We hebben een hele zachte winter gehad. Het gras heeft nagenoeg geen winterrust gehad. Gedurende de winter heeft het gras langzaam gegroeid en het heeft zich niet hoeven te herstellen van een langdurig sneeuwdek of kale droge vorstperiode. De maanden januari, februari en maart zijn warmer dan het meerjarig gemiddelde. De maand februari is uitzonderlijk warm geweest namelijk 2,8 graden warmer dan het meerjarig gemiddelde en 5,4 graden warmer dan de maand februari in 2018 (weerstation de Bilt).

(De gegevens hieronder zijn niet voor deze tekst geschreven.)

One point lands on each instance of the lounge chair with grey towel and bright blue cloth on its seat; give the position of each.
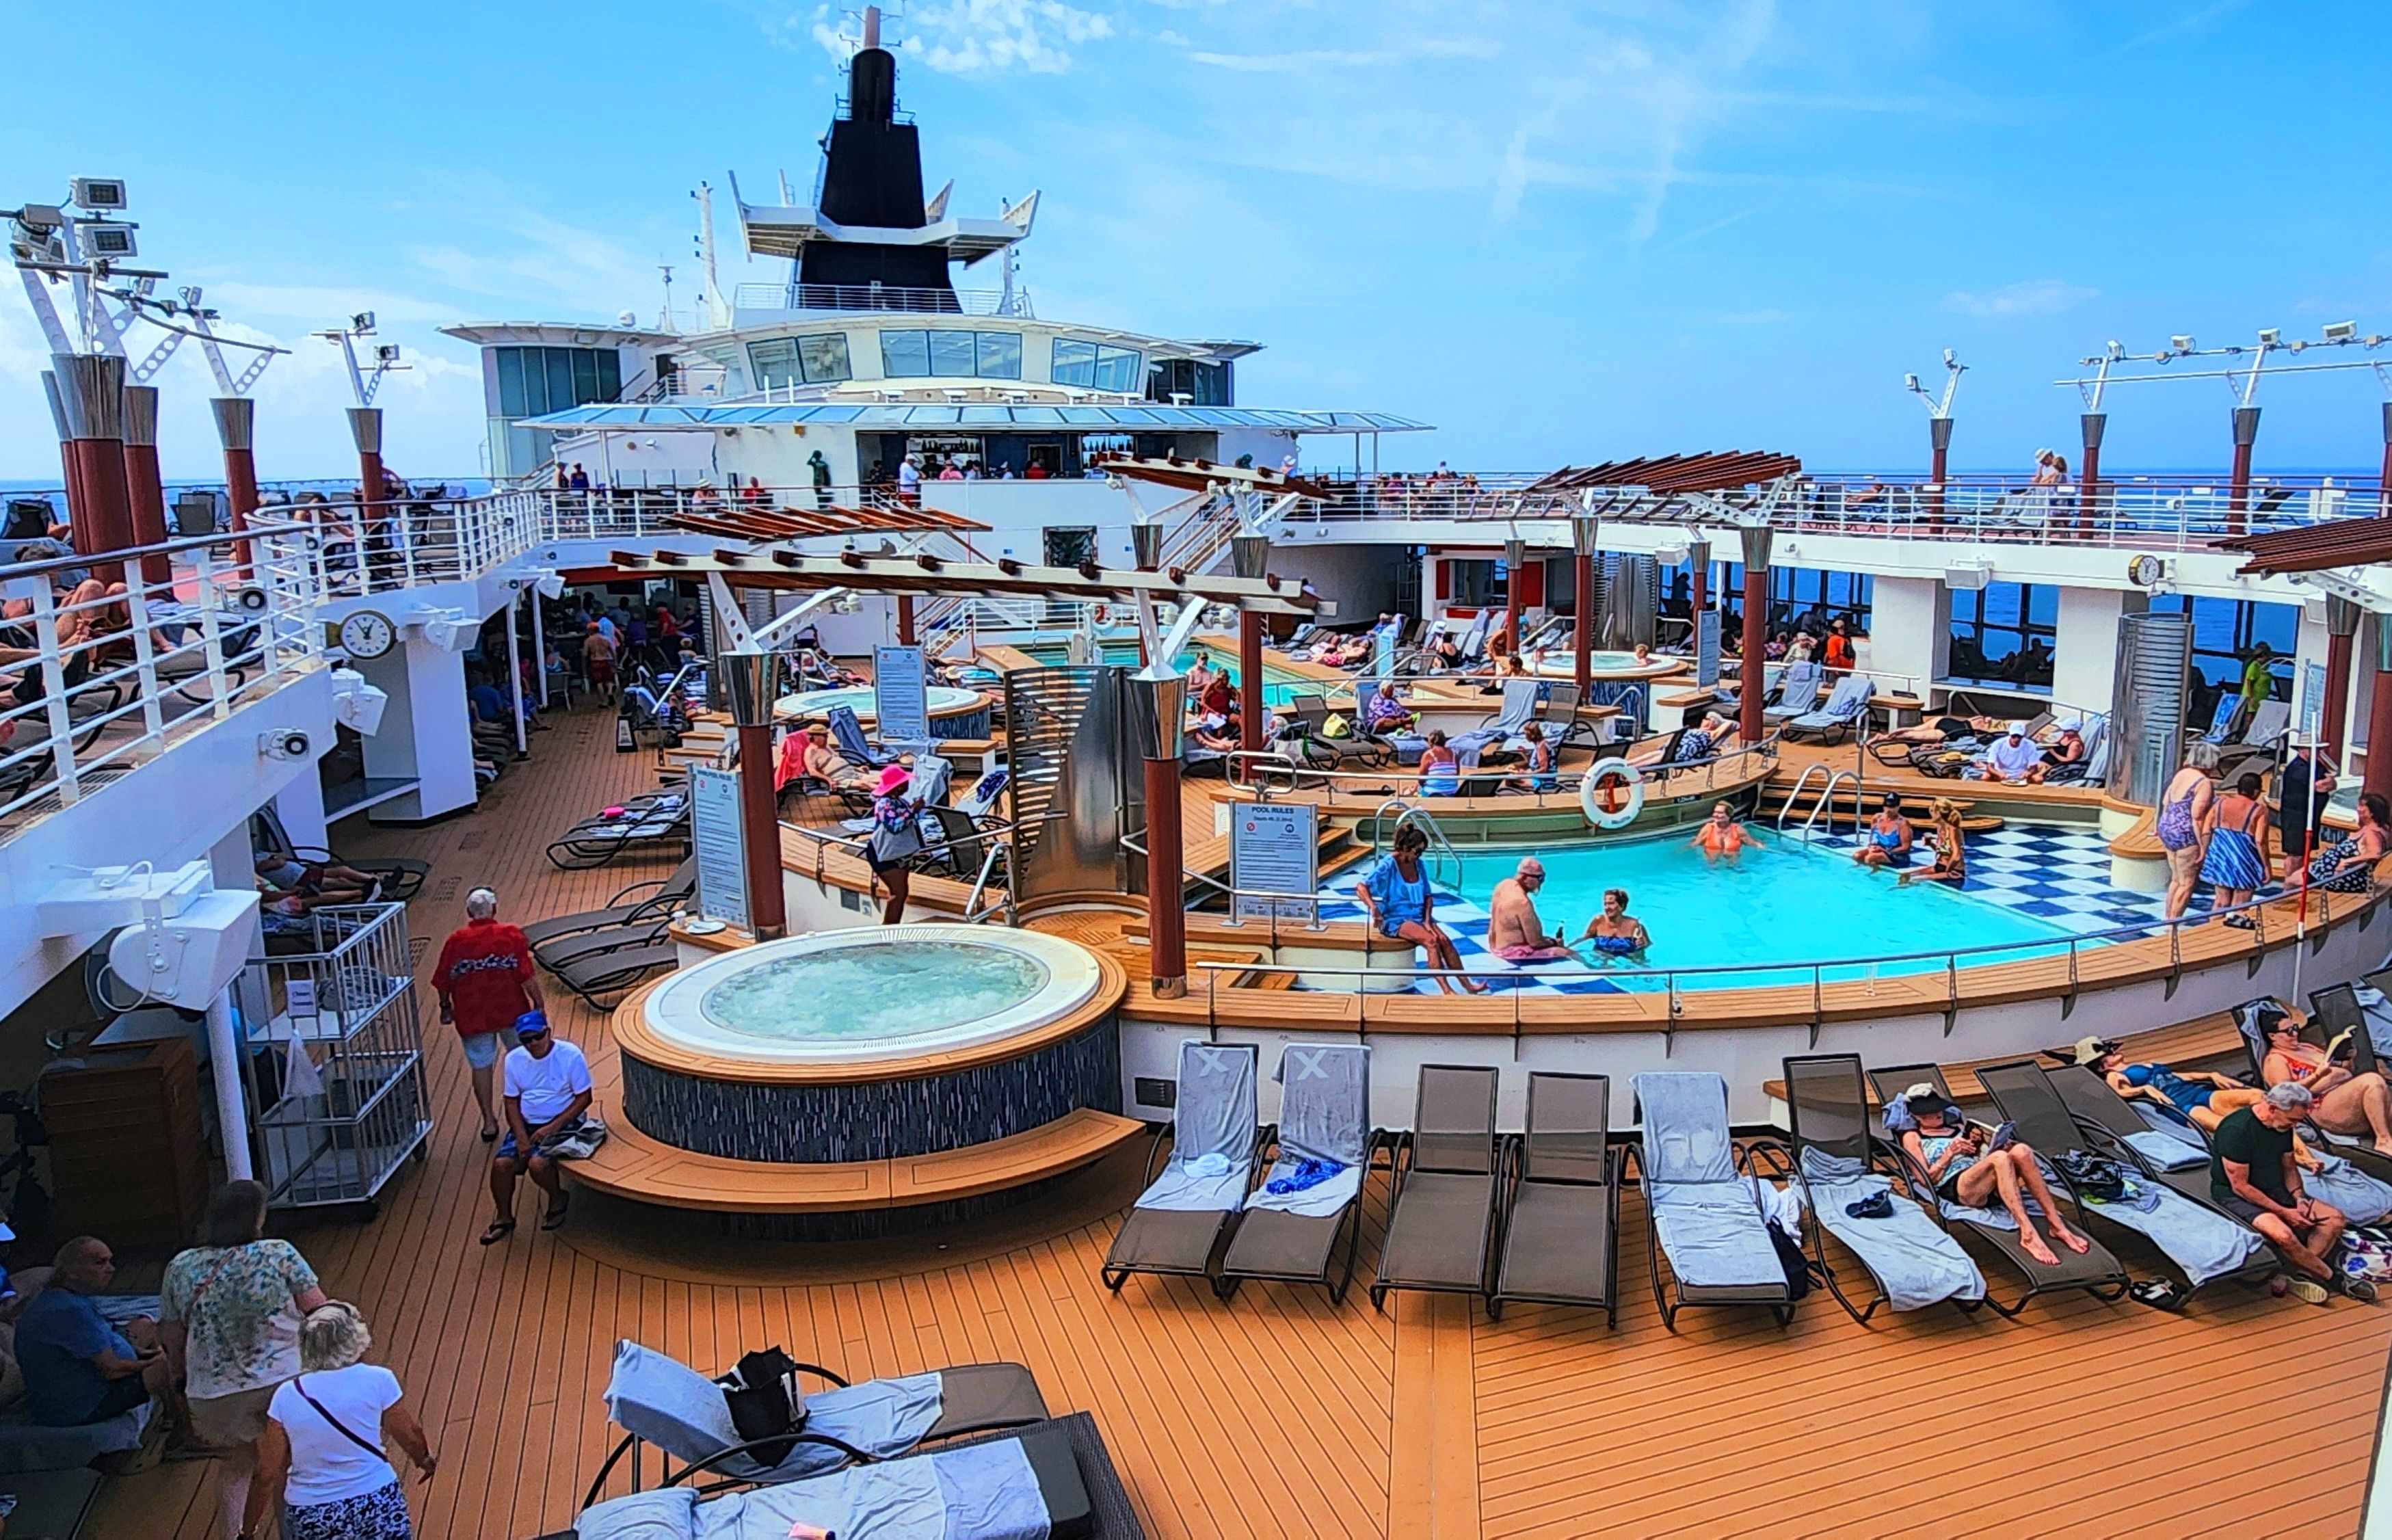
(1324, 1118)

Vanaf 15 februari is er in een korte tijd op veel percelen de mest onder gunstige bodem- en weersomstandigheden uitgereden. De mineralisatie komt goed op gang en dat zien we nu al duidelijk terug in de groeifase van het gras. Daarbij komt nog de aanvullende bemesting waarmee het gras voldoende stikstof heeft om een goede eerste snede met voldoende eiwit te gaan winnen.

De verwachting is dat de eerste snede hierdoor weleens 10 dagen eerder kan zijn dan andere jaren. Het is belangrijk om dit te realiseren. Als er gemaaid wordt op dezelfde datum als vorig jaar dan kan dit gevolgen hebben voor de kwaliteit van de opbrengst. Er vanuit gaande dat de bemesting voor de eerste maaisnede afgestemd is op bv 3500 kg ds met een eiwitpercentage van 16% zal het eiwit gehalte dalen tot 12% als gemaaid wordt bij een zwaardere snede (4500 kg).

Vooruitzichten van het weer

Maandag 08 april tot en met maandag 15 april: Licht wisselvallig met af en toe wat (buiige) regen (met neerslagkans van 20-40%) en temperaturen rond normaal. Kleine kans (maximaal 20% aan het einde van de periode) op een overgang naar een zachter en natter weertype. Met deze vooruitzichten kunnen we dus geen ‘grote veranderingen’ verwachten. Al blijft het weer altijd een inschatting.